Lindsey, a former Lower Paxton police officer of 12 years, runs his courtroom with equal parts respect, professionalism and humor. When a novice attorney “asks to approach,” Lindsey asks if the attorney is carrying a gun. Like Judge Lewis, there’s not much he hasn’t seen from the bench. Yet both judges treat defendants with dignity, agreeing to alternative treatment programs where applicable, warning others of consequences should they continue their behavior and, in certain cases, they take a genuine paternal interest in the defendants brought before them.
When a client doesn’t show up for a hearing, Lindsey calmly orders a bench warrant for his arrest, ensuring that one day the client will show up in handcuffs. By 4:10 p.m., after extensive legal wrangling over a young male defendant charged with public drunkenness, Lindsey steps in to untangle a miscommunication between an assistant DA and the public defender’s newly licensed law clerk – currently overseen by Gross.
The issue revolves around the defendant paying a booking fee of $300, which cannot be waived, and after a long Friday filled with arguing, preceded by four long days of additional arguing, Lindsey identifies the miscommunication and clears the way for a deal both sides can live with.
“Is he out there?” asks Lindsey, referring to the defendant.
A young man is brought inside and sits. Lindsey explains the deal to the young man, who agrees to it on the spot. “You are free to go,” he tells him. “Please change your lifestyle, alright?” The young man nods. “Good luck to you,” says Lindsey, with the air of a man expecting change, and thus concludes the day’s proceedings with Lindsey wishing the attorneys well and slipping out his private exit.
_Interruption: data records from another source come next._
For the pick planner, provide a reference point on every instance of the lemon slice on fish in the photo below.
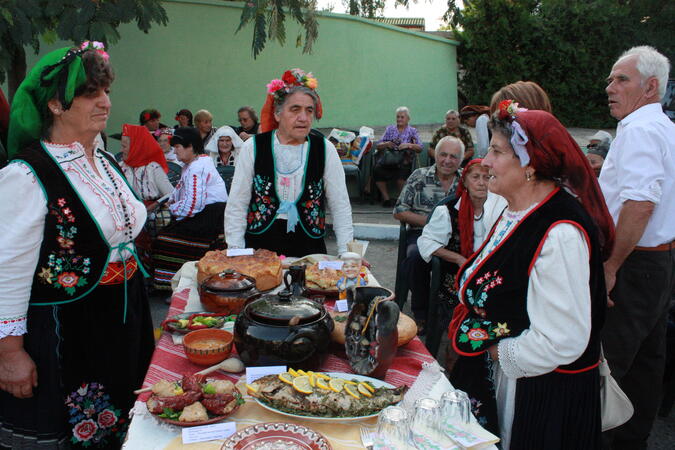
(321, 383)
(301, 384)
(336, 384)
(351, 390)
(363, 389)
(286, 377)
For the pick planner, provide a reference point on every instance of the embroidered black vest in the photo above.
(74, 253)
(496, 292)
(262, 210)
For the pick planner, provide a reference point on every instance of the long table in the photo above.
(170, 363)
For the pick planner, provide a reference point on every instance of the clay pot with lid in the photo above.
(227, 292)
(283, 329)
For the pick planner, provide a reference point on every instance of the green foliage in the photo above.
(23, 22)
(567, 46)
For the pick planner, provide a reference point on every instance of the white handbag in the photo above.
(616, 409)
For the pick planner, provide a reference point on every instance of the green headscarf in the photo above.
(57, 75)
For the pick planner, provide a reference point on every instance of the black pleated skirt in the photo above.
(89, 358)
(557, 411)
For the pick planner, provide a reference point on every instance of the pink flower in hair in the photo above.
(275, 85)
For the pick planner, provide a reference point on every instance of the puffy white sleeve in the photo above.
(559, 307)
(338, 198)
(240, 197)
(436, 233)
(21, 231)
(160, 179)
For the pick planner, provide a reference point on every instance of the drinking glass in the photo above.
(393, 426)
(456, 407)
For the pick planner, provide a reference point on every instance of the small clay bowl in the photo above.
(207, 347)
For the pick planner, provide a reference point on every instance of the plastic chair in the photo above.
(174, 172)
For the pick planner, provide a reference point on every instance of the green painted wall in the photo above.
(365, 70)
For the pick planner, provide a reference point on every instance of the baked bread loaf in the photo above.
(263, 265)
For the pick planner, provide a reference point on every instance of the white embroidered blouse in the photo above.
(200, 185)
(23, 207)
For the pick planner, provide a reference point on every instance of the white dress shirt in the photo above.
(289, 165)
(22, 226)
(436, 233)
(640, 166)
(200, 185)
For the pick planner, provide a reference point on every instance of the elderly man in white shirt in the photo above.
(639, 187)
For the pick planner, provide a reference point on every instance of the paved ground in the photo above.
(382, 254)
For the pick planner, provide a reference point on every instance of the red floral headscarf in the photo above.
(143, 148)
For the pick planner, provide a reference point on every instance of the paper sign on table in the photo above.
(205, 433)
(470, 436)
(253, 373)
(341, 305)
(335, 265)
(239, 251)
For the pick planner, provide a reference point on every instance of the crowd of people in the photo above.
(550, 254)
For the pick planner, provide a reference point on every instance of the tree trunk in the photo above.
(17, 72)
Driving back to Harrisburg in rush hour traffic, Gross says her success stories are the clients she never hears from again. With so many cases involving drug and alcohol abuse, Gross understands that treating defendants is more time consuming and expensive, but in her experience, it’s also more effective than jail. She’s proud to list Dauphin County’s progressive slate of programs including Veteran’s Court, Mental Health Court and Drug Court, which are dedicated to helping specific individuals who may need treatment more than punishment.
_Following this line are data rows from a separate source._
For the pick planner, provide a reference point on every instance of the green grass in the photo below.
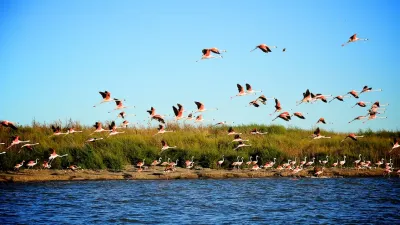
(206, 143)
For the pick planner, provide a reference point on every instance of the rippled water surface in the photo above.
(238, 201)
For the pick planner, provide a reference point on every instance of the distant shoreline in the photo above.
(27, 176)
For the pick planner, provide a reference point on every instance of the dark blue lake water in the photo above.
(236, 201)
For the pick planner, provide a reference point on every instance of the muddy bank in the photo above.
(180, 173)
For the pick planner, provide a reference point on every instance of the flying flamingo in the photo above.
(178, 111)
(270, 164)
(352, 136)
(28, 146)
(113, 129)
(324, 162)
(189, 163)
(120, 105)
(285, 116)
(299, 115)
(201, 108)
(54, 155)
(339, 97)
(307, 97)
(249, 89)
(241, 145)
(19, 165)
(16, 141)
(165, 146)
(264, 48)
(373, 115)
(379, 163)
(99, 128)
(32, 163)
(241, 91)
(207, 54)
(106, 97)
(317, 134)
(354, 38)
(368, 89)
(57, 130)
(219, 163)
(237, 138)
(231, 131)
(7, 123)
(161, 130)
(278, 106)
(255, 131)
(71, 130)
(358, 118)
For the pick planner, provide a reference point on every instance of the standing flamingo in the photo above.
(165, 146)
(99, 128)
(19, 165)
(307, 97)
(354, 38)
(255, 131)
(219, 163)
(352, 136)
(31, 163)
(249, 89)
(161, 130)
(264, 48)
(54, 155)
(278, 106)
(317, 134)
(16, 141)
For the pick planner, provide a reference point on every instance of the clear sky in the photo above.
(55, 56)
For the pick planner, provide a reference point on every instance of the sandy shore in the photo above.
(180, 173)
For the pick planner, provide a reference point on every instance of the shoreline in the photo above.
(31, 176)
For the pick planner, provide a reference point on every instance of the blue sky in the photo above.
(55, 56)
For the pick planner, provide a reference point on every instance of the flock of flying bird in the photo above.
(196, 116)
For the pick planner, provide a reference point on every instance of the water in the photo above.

It’s 5 p.m. when Gross gets back to downtown Harrisburg. The hallways are empty, the phones are silent and Gross’s westward facing office is rendered glaringly bright from a low setting sun. She glances at her phone on the windowsill, where five voicemails now sit waiting. Her inbox also needs attention. It’s Friday evening, and Gross wants to be driving home, listening to National Public Radio and taking her new puppy for a walk before tucking in with a movie from Netflix.
But the administrative duties cannot wait, and public defenders don’t have full-time individual secretaries (there are three secretaries for approximately 24 public defenders). In a private firm, these functions would be handled automatically. Gross would have an assistant or a paralegal, but instead of freeing a woman from jail to attend her child’s surgery – as Gross did earlier in the day – she would be focused on “getting her billables.” Instead of arguing all day in court, responding dynamically to questions from judges and adapting on-the-fly to competing assistant DAs, she would be reviewing contracts 10 hours a day in a bigger, quieter, perhaps fancier office – and maybe she’d drive a nicer car.
It’s no secret that public defenders, paid for by the government, earn far less than the generous salaries enjoyed by their private attorney contemporaries. But after spending the day with Gross, it seems she takes her payment in the bond of daily battle, in thinking and fighting on her feet and in finding the humanity behind every defendant.